Pencil's official pricing page currently states that Pencil is free. The site does not list any paid self-serve tiers, annual billing, seat limits, or enterprise pricing.

Pricing item Status
Current price Free
Paid self-serve monthly or annual plans Not publicly listed
Enterprise pricing Not publicly listed
Activation flow Publicly documented

If pricing transparency matters to your evaluation, note that Pencil already has a public pricing page showing the product is free, but it does not yet disclose any paid-tier or enterprise packaging details.

Best For

  • Product engineers who want visual design and implementation inside one IDE-centric workflow
  • Cursor and Claude Code users building internal tools, dashboards, SaaS interfaces, or app UIs
  • Teams maintaining shared design tokens across design and code
  • Developers who want a more code-adjacent alternative to general-purpose AI design tools
  • Builders experimenting with MCP-native design automation in local-first environments

FAQ

What is Pencil.dev?

Pencil.dev is an IDE-native visual design tool built around .pen files. It lets you design on a canvas, use AI to modify those designs, and export or sync the result back into code.

Is Pencil.dev free?

Yes. Pencil's official pricing page currently says the product is free, though the site does not yet list any paid self-serve tiers or enterprise pricing.

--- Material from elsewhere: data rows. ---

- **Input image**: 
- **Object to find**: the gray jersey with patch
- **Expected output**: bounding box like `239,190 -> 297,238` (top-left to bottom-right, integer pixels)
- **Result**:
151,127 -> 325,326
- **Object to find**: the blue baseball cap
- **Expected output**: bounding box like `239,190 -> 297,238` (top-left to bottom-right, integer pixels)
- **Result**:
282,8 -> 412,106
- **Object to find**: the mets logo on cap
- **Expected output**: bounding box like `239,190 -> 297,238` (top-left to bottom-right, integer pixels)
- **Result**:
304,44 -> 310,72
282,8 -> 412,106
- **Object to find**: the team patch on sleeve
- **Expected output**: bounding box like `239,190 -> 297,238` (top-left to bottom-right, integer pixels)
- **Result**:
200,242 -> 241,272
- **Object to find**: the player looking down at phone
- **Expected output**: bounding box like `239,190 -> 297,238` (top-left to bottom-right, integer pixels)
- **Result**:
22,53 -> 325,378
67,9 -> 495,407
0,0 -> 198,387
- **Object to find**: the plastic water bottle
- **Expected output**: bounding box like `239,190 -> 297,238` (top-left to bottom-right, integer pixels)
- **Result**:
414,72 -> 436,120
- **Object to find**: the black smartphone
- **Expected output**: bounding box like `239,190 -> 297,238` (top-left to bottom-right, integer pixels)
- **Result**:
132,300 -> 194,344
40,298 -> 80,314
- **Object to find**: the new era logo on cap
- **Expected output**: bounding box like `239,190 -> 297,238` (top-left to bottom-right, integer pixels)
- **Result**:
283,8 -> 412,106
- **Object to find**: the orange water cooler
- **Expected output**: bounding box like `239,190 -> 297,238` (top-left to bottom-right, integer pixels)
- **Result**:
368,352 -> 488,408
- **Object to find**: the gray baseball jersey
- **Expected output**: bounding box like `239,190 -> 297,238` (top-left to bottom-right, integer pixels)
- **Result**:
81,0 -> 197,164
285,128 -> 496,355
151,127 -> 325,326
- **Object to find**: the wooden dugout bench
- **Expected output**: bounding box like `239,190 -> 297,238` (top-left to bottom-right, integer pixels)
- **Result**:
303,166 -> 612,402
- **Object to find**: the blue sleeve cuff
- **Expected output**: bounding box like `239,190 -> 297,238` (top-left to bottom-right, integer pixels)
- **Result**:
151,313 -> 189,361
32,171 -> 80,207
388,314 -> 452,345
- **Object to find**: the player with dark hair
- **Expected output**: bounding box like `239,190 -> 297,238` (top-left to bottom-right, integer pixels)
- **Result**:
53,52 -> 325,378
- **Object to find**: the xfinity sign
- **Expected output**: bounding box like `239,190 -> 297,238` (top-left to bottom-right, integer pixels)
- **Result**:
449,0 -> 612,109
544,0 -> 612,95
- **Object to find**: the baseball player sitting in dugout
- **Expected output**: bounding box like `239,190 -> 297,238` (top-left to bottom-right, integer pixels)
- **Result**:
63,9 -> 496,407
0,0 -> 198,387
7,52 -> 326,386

Does Pencil work in Cursor and VS Code?

Yes. Pencil has both VS Code and Cursor extension workflows, and the docs also describe a standalone desktop app for macOS, Linux, and Windows.

Do I need Claude Code to use Pencil?

You need Claude Code installed and authenticated for Pencil's AI-powered features. Basic local design handling is separate, but prompt-driven generation and export workflows depend on Claude Code login.

How does Pencil use MCP?

Pencil starts a local MCP server when the app or extension is running. Compatible assistants can then use MCP tools to read and modify .pen files, which is how Pencil connects to environments like Cursor, Claude Desktop, and Codex CLI.

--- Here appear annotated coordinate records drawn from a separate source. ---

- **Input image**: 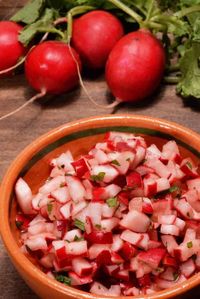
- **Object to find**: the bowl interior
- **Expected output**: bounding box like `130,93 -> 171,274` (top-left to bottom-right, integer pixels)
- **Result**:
10,126 -> 199,264
2,115 -> 200,298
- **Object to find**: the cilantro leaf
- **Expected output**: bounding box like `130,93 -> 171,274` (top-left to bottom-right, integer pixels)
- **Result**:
187,241 -> 193,248
177,43 -> 200,99
11,0 -> 45,24
111,160 -> 121,166
19,8 -> 56,46
91,171 -> 106,182
106,197 -> 119,208
74,219 -> 85,231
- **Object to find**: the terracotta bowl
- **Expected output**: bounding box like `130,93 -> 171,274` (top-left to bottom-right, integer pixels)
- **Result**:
0,115 -> 200,299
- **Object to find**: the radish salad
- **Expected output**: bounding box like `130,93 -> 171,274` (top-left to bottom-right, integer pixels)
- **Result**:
15,132 -> 200,296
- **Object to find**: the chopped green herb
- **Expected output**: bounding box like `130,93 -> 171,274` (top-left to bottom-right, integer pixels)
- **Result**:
169,185 -> 180,193
186,161 -> 192,169
74,235 -> 84,242
91,172 -> 106,182
106,197 -> 119,208
47,202 -> 53,214
111,160 -> 121,166
173,272 -> 179,281
187,241 -> 193,248
55,274 -> 71,286
15,220 -> 24,229
74,219 -> 85,231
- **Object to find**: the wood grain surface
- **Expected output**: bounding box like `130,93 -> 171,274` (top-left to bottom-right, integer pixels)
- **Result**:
0,0 -> 200,299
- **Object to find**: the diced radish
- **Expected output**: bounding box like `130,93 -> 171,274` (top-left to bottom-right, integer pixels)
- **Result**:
145,159 -> 171,179
120,210 -> 150,233
51,151 -> 74,173
137,248 -> 166,269
88,244 -> 111,260
39,175 -> 65,194
111,235 -> 124,252
15,178 -> 35,214
90,165 -> 119,183
71,158 -> 89,178
51,187 -> 71,204
63,229 -> 82,242
72,257 -> 93,276
24,236 -> 48,251
161,235 -> 178,256
84,231 -> 113,244
120,230 -> 143,246
180,258 -> 196,277
101,217 -> 119,232
158,215 -> 176,224
60,202 -> 72,219
65,176 -> 86,203
71,200 -> 87,219
160,224 -> 180,236
156,178 -> 170,192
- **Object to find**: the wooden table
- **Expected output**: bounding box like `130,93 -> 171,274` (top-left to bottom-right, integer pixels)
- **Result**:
0,0 -> 200,299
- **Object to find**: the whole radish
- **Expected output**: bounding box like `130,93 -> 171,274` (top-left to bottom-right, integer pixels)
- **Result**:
106,29 -> 165,102
72,10 -> 124,69
0,21 -> 26,71
25,41 -> 81,94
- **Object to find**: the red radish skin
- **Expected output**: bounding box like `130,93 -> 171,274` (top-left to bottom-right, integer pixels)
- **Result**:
25,41 -> 81,94
0,21 -> 26,71
106,30 -> 165,102
72,10 -> 124,69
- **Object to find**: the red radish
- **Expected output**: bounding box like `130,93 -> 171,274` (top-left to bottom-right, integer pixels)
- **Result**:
106,30 -> 165,102
72,10 -> 124,69
25,41 -> 81,94
0,21 -> 26,72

Can Pencil import existing code into the canvas?

Yes. Pencil's official design-to-code docs describe importing existing components into a .pen file so you can recreate them visually, refine them on the canvas, and then sync changes back to the codebase.

Can Pencil work with design tokens or CSS variables?

Yes. Pencil supports variables that map to CSS custom properties, so you can import tokens from files like globals.css, edit them visually, and sync them back into code.

Is Pencil.dev open source?

No, not currently. Pencil's docs explicitly note that the repository is private and the source is not yet public.